Verontrustende prediking door H. C. Touw; Nummer 5 uit Serie: „Onze Tijd". Uitg. G. F. Callenbach N.V. Nijkerk.
„Oordeelt niet opdat gij niet geoordeeld wordt", zoo begint het zevende hoofdstuk van Mattheus. Ds. Touw acht zich in staat om de prediking „in alle richtingen en kerken" aan de hand van typeerende citaten uit preeken en dergelijke geschriften van zeer verschillende kerkelijke en theol. richting en kleur, van uiterst links tot uiterst rechts te wegen en te vonnissen. Als hij ze dan allen te licht heeft bevonden en soms in pathetische verontwaardiging de pen neerwerpt met een: hier schieten alle woorden te kort (p. 47), dan neemt hij de laatste twaalf pagina's voor zichzelf om de ware prediking naar het zoo bekende model der Duitsch-Zwitsersche dialectische theologie als het eenig mogelijke aan te kondigen.
Heeft Ds. Touw echter nu hij heel kerkelijk Nederland op de kon ziet staan er wel eens aan gedacht dat juist deze richting op haar beurt ook niet geheel vrij is van haeresie? Weet hij, dat volgens niemand minder dan Friedrich Heiier, de dialectische theol. aanstuurt op gnostische docetisme, door haar eenzijdige nadruk op het finitum non est capax infiniti, dat in de radicale weigering om eenige waarde toe te kennen aan het geschapene een Manicheesche tendenz, en in het steeds verder uiteenscheuren van schepping en verlossing een Marcionitische trek ligt opgesloten; dat voorts niettegenstaande haar vlijmende profetische scherpte, de ijskoude adem van een abstract esoterisch intellectualisme door deze theologie heenwaait?
Om kort te gaan bij deze mohammedaansche Godstransscendentie waar reeds de flauwste herinnering aan de eenheid en de vervulling der mystiek als „de roode lap" werkt, blijkt juist de beschuldiging ook in dit boekje geuit, dat namelijk de bijbel verkeerd of slechts gedeeltelijk wordt aanvaard de groote fout uit hun eigen kamp. Ja zoover durft hij gaan dat hij de vreemde woorden van Barth met groote instemming citeert: „Er fangt an mit dem christian life und endet mit dem Heidentum" gezegd van een ieder die „nicht nur Gott, sondern auch i c h ! " zegt. (Alsof in het: nur Gott niet het ich besloten lag). Gelukkig dat de bijbel wel de twee kanten kent naar de volle alzijdigheid van het Christelijk geloof.

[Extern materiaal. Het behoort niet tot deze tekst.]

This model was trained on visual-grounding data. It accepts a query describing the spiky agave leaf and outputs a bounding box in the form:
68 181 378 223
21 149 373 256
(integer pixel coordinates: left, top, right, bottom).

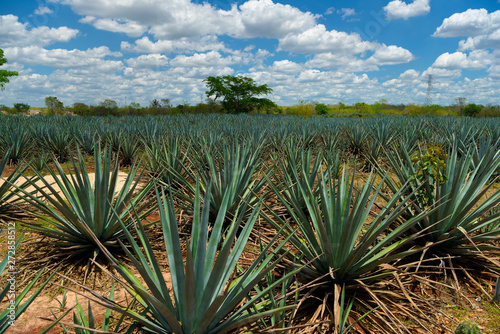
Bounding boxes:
176 144 271 218
86 187 296 334
0 226 56 334
17 145 154 257
266 166 429 284
0 151 38 223
387 143 500 255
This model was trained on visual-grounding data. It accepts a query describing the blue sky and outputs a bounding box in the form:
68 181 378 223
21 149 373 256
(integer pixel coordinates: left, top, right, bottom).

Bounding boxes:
0 0 500 106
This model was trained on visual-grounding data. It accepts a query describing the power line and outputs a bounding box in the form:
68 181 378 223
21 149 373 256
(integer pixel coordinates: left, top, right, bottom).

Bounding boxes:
425 74 432 106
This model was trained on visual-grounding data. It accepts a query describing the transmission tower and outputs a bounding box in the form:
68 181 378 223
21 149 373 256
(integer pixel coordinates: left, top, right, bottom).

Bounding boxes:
425 74 432 106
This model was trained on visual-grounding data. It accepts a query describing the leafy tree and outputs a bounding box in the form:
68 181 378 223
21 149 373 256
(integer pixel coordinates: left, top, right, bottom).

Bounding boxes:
204 75 273 114
14 103 30 112
314 103 328 115
463 103 483 117
0 49 19 90
45 96 64 114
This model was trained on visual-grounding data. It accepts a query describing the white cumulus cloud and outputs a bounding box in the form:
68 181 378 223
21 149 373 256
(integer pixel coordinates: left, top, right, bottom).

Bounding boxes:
278 24 377 54
121 35 225 53
432 50 492 70
368 44 415 66
384 0 431 20
79 16 148 37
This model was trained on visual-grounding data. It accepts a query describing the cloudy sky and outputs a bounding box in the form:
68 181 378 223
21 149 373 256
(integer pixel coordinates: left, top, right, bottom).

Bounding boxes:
0 0 500 106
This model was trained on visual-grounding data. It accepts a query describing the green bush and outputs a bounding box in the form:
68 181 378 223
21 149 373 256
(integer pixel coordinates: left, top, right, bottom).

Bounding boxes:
14 103 30 112
314 103 328 115
455 320 482 334
464 103 483 117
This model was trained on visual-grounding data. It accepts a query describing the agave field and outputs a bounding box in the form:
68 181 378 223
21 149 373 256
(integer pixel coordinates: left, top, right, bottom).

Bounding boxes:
0 114 500 334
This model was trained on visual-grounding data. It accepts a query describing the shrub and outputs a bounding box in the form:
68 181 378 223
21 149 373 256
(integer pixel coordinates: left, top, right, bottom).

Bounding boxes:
314 103 328 115
464 103 483 117
14 103 30 112
455 320 482 334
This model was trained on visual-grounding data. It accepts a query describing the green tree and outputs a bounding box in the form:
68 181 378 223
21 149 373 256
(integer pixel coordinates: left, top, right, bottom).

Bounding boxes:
45 96 64 114
14 103 30 112
204 75 273 114
314 103 328 115
0 49 19 90
463 103 483 117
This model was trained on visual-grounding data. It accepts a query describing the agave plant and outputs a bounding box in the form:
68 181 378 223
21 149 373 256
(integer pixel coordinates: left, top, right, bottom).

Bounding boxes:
177 144 269 217
82 186 296 334
40 283 123 334
267 166 429 284
42 128 73 163
17 145 154 259
265 164 432 326
0 151 38 223
144 138 190 188
0 124 33 165
380 143 500 255
0 226 55 333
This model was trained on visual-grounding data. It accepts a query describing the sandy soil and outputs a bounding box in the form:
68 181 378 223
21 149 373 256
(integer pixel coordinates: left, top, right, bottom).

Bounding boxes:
0 172 131 201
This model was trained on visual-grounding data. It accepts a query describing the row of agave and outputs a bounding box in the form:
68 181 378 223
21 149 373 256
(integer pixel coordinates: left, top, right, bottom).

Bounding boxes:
0 116 500 333
0 115 500 166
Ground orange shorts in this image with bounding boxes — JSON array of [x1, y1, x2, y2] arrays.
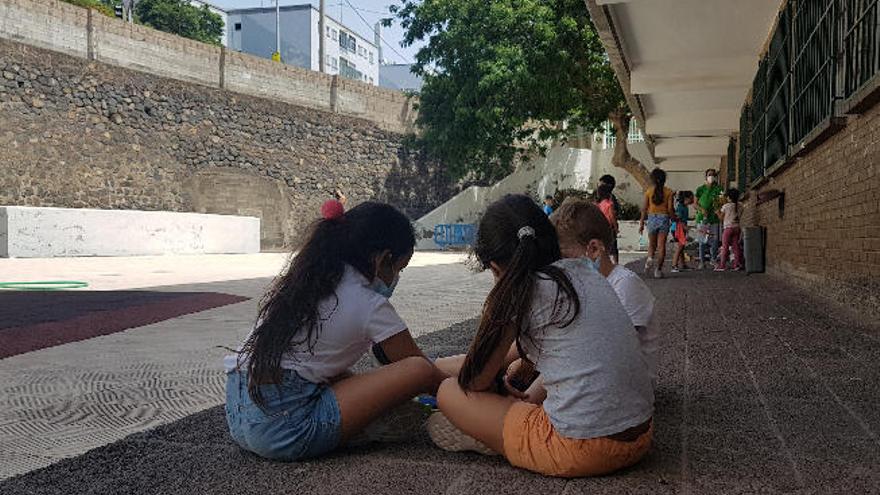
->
[[503, 402, 654, 478]]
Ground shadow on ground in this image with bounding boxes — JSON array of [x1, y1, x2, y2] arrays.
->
[[0, 291, 248, 359], [0, 273, 880, 495]]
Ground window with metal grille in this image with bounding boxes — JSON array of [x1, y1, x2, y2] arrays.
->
[[838, 0, 880, 98], [791, 0, 838, 145], [724, 138, 736, 187], [747, 59, 767, 184], [764, 2, 792, 172]]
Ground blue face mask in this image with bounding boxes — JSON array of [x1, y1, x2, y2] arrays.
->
[[583, 256, 602, 273], [370, 275, 400, 298]]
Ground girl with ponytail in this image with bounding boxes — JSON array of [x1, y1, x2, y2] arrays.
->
[[639, 168, 676, 278], [225, 201, 447, 461], [428, 195, 654, 477]]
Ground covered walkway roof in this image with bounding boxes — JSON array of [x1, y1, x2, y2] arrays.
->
[[586, 0, 782, 172]]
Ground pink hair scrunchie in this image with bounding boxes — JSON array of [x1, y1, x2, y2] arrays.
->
[[321, 199, 345, 220]]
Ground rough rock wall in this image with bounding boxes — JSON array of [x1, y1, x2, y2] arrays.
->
[[0, 40, 454, 249]]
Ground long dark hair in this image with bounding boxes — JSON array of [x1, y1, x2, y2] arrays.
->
[[239, 202, 415, 405], [651, 168, 666, 205], [458, 195, 580, 389], [596, 182, 614, 201]]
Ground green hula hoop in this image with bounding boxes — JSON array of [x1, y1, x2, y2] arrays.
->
[[0, 280, 89, 291]]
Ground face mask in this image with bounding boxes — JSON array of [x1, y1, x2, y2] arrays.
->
[[370, 275, 400, 298], [583, 256, 602, 273]]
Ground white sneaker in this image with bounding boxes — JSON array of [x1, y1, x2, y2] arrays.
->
[[428, 412, 499, 455]]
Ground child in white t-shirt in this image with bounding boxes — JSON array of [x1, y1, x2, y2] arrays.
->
[[225, 201, 448, 461], [428, 195, 654, 477], [550, 200, 659, 383], [715, 188, 743, 272]]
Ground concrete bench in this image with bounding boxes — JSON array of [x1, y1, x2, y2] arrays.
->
[[0, 206, 260, 258]]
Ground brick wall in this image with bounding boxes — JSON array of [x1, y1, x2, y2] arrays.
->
[[744, 101, 880, 316], [0, 0, 415, 133], [92, 12, 220, 87]]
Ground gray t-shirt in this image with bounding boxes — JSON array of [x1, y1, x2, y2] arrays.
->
[[523, 259, 654, 439]]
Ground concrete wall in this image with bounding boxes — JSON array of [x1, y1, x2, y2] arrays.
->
[[744, 101, 880, 316], [0, 206, 260, 258], [0, 0, 415, 133], [0, 0, 89, 58], [92, 13, 220, 87], [416, 146, 592, 249]]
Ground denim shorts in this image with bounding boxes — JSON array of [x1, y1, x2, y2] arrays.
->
[[648, 213, 672, 235], [226, 370, 341, 461]]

Bovenstaande recensie vonden wij in het zoo juist verschenen December-nummer van V o x T h e o l o g i c a (Interacademiaal Theologisch Tijdschrift). De recensie is niet door iemand van Geref. belijdenis geschreven. Omdat ze echter rake opmerkingen bevat, geven wij dit gedeelte door ter overweging.
Deze tekst is geautomatiseerd gemaakt en kan nog fouten bevatten. Digibron werkt
voortdurend aan correctie. Klik voor het origineel door naar de pdf. Voor opmerkingen,
vragen, informatie: contact.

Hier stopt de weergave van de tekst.